Chemistry looks back at many decades of publications on chemical compounds, their structures and properties, in scientific articles. Liberating this knowledge (semi-)automatically and making it available to the world in open-access databases is a current challenge. Apart from mining textual information, Optical Chemical Structure Recognition (OCSR), the translation of an image of a chemical structure into a machine-readable representation, is part of this workflow. As the OCSR process requires an image containing a chemical structure, there is a need for a publicly available tool that automatically recognizes and segments chemical structure depictions from scientific publications. This is especially important for older documents which are only available as scanned pages. Here, we present DECIMER (Deep lEarning for Chemical IMagE Recognition) Segmentation, the first open-source, deep learning-based tool for automated recognition and segmentation of chemical structures from the scientific literature. The workflow is divided into two main stages. During the detection step, a deep learning model recognizes chemical structure depictions and creates masks which define their positions on the input page. Subsequently, potentially incomplete masks are expanded in a post-processing workflow. The performance of DECIMER Segmentation has been manually evaluated on three sets of publications from different publishers. The approach operates on bitmap images of journal pages to be applicable also to older articles before the introduction of vector images in PDFs. By making the source code and the trained model publicly available, we hope to contribute to the development of comprehensive chemical data extraction workflows. In order to facilitate access to DECIMER Segmentation, we also developed a web application. The web application, available at https://decimer.ai, lets the user upload a pdf file and retrieve the segmented structure depictions.
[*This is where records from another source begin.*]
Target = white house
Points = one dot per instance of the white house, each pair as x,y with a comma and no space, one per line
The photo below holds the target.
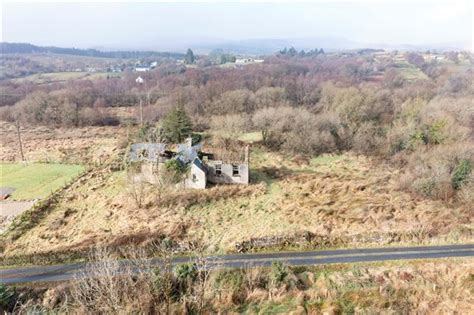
142,68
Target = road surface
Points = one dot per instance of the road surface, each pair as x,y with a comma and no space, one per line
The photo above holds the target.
72,271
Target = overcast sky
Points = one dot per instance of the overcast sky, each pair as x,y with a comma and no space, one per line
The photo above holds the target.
162,25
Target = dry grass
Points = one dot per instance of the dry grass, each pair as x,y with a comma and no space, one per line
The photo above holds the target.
60,145
348,200
424,287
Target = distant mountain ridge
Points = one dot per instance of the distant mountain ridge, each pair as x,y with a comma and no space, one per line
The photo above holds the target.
25,48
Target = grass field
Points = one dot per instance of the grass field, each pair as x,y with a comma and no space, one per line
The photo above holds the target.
347,199
36,180
410,72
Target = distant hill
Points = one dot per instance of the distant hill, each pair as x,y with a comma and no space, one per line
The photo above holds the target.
25,48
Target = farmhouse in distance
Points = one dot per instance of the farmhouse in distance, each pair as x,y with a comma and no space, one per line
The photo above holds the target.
223,166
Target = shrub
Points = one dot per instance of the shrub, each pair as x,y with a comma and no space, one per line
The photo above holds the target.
461,173
186,272
7,296
177,126
279,271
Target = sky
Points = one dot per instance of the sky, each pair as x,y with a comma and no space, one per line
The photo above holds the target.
168,26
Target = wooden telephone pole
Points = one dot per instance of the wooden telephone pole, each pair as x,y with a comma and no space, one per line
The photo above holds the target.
17,124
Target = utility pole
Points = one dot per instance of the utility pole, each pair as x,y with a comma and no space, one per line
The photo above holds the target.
141,110
140,81
17,124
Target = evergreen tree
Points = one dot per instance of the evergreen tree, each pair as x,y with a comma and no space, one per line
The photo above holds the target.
292,51
176,126
189,58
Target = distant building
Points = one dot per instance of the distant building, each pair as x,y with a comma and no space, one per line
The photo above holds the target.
225,167
142,68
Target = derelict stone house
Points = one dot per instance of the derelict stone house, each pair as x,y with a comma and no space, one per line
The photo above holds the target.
225,166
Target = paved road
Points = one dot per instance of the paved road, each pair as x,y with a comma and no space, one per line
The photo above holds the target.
71,271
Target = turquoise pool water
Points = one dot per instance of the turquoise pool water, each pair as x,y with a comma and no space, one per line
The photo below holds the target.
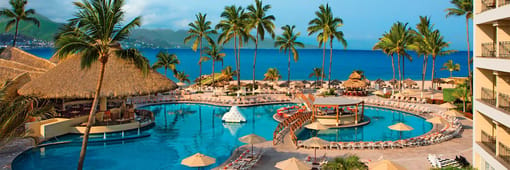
376,130
184,129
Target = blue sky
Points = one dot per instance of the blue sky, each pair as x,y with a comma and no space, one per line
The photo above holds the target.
364,21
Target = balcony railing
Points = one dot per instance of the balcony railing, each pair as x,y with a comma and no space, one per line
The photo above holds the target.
504,101
503,2
488,96
488,4
489,141
504,152
504,49
488,50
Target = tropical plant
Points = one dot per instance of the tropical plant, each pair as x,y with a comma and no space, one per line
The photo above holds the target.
233,26
317,73
215,54
94,35
437,47
16,110
261,22
322,25
272,74
288,43
351,162
228,74
199,29
166,61
182,77
463,8
451,67
16,14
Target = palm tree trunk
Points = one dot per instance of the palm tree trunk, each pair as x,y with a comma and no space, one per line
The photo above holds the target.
92,115
330,61
255,60
15,33
433,69
323,60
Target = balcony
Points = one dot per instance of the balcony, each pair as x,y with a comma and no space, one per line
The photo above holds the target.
488,96
503,2
489,141
488,4
488,50
504,49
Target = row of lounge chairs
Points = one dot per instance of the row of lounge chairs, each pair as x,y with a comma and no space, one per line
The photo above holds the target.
245,161
408,99
400,105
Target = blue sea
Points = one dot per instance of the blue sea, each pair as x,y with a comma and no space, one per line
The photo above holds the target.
375,64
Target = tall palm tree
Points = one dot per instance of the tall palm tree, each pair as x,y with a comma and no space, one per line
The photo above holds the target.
437,48
463,8
261,22
233,26
288,43
17,14
386,44
215,54
339,35
199,29
272,74
451,67
422,35
182,76
317,73
94,34
322,25
167,61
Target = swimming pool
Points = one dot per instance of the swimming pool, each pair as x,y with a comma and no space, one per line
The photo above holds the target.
184,129
376,130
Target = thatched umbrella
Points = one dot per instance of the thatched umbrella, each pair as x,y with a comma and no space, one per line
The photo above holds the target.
121,78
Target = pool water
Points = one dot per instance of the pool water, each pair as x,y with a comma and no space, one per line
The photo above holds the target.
184,129
376,130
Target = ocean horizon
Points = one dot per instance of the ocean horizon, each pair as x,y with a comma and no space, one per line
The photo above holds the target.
375,64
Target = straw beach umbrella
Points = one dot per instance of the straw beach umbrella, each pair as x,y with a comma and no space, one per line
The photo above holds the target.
122,78
400,127
198,160
252,139
292,164
315,142
385,165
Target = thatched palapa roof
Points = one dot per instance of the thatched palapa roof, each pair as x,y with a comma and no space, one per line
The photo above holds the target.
121,78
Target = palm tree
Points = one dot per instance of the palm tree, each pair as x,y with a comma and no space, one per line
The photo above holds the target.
16,110
199,29
288,43
167,61
339,35
386,44
182,76
17,14
451,67
215,54
228,74
463,8
272,74
346,163
317,73
233,26
437,47
260,22
322,25
95,42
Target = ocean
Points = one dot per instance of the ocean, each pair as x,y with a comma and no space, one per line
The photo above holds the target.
375,64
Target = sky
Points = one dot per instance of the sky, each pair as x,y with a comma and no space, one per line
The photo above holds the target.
364,21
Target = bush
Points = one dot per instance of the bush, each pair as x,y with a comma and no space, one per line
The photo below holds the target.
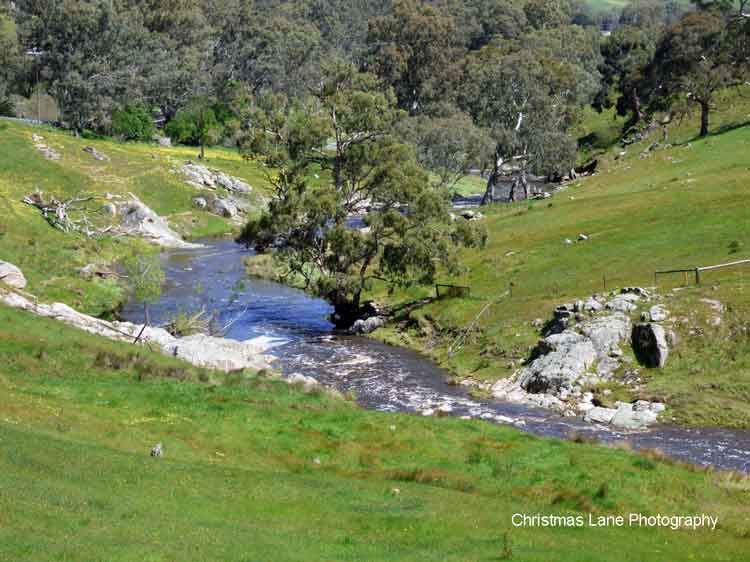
133,122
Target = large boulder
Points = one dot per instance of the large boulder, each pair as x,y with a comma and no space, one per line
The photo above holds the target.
139,220
203,177
563,359
630,416
650,346
11,275
606,332
369,325
223,207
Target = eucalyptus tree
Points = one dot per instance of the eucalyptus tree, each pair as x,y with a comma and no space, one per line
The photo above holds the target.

Chemical information is communicated as text and images in scientific publications . These data formats are not intrinsically machine-readable and the manual extraction of chemical information from the literature is a time-consuming and error-prone procedure . Hence, the increasing amount of chemical information being published creates a demand for automated chemical information extraction methods .
Over the course of the last three decades, there has been an active development in the field of Optical Chemical Structure Recognition (OCSR). OCSR is the translation of an image of a chemical structure into a machine-readable representation . Most OCSR tools are only capable of processing images with pure chemical structure depictions. Consequently, an automated segmentation of chemical structures from surrounding document information (text, tables etc.) is desirable. Previous approaches for this task are briefly described in the following paragraphs.
The open-source OCSR tool OSRA was published with a rule-based page segmentation algorithm. This mechanism identifies a chemical structure depiction based on the dimensions of a rectangular bounding box around a region of interest and the ratio of black and white pixels within the bounding box .
The open-source tool ChemSchematicResolver (CSR) is capable of segmenting images which only contain labels and chemical structure depictions. The classification of objects as labels or structure depictions is done using k-means clustering based on a custom feature density metric. If the publication is available as a markup document, these images can be extracted automatically, so that CSR is capable of processing whole documents . Nevertheless, CSR is incapable of handling scanned pages or images which contain other objects than labels and structure depictions.
In 2019, Staker et al. reported a deep-learning-based OCSR tool which contains a segmentation procedure . Opposed to the previously mentioned feature density-based approaches used by OSRA and CSR, they trained a convolutional neural network based on the U-Net architecture  to address the segmentation problem. Every image is processed multiple times at different resolutions and the masks generated by the model are averaged. The model was trained on a semi-synthetic dataset: OSRA was used to identify bounding boxes of potential chemical structure depictions in an unspecified amount of publications and patents. These areas were then cut out of the original documents and replaced with structures from publicly available datasets. During training, the images were randomly modified (with e.g. binarization, brightness adjustments) for data augmentation purposes. The segmentation accuracy has not been reported independently and the accuracy for the whole process of segmentation and structure resolution on different training datasets has been reported to be between 41 and 83% . Unfortunately, the authors have not made their code and the trained models openly available.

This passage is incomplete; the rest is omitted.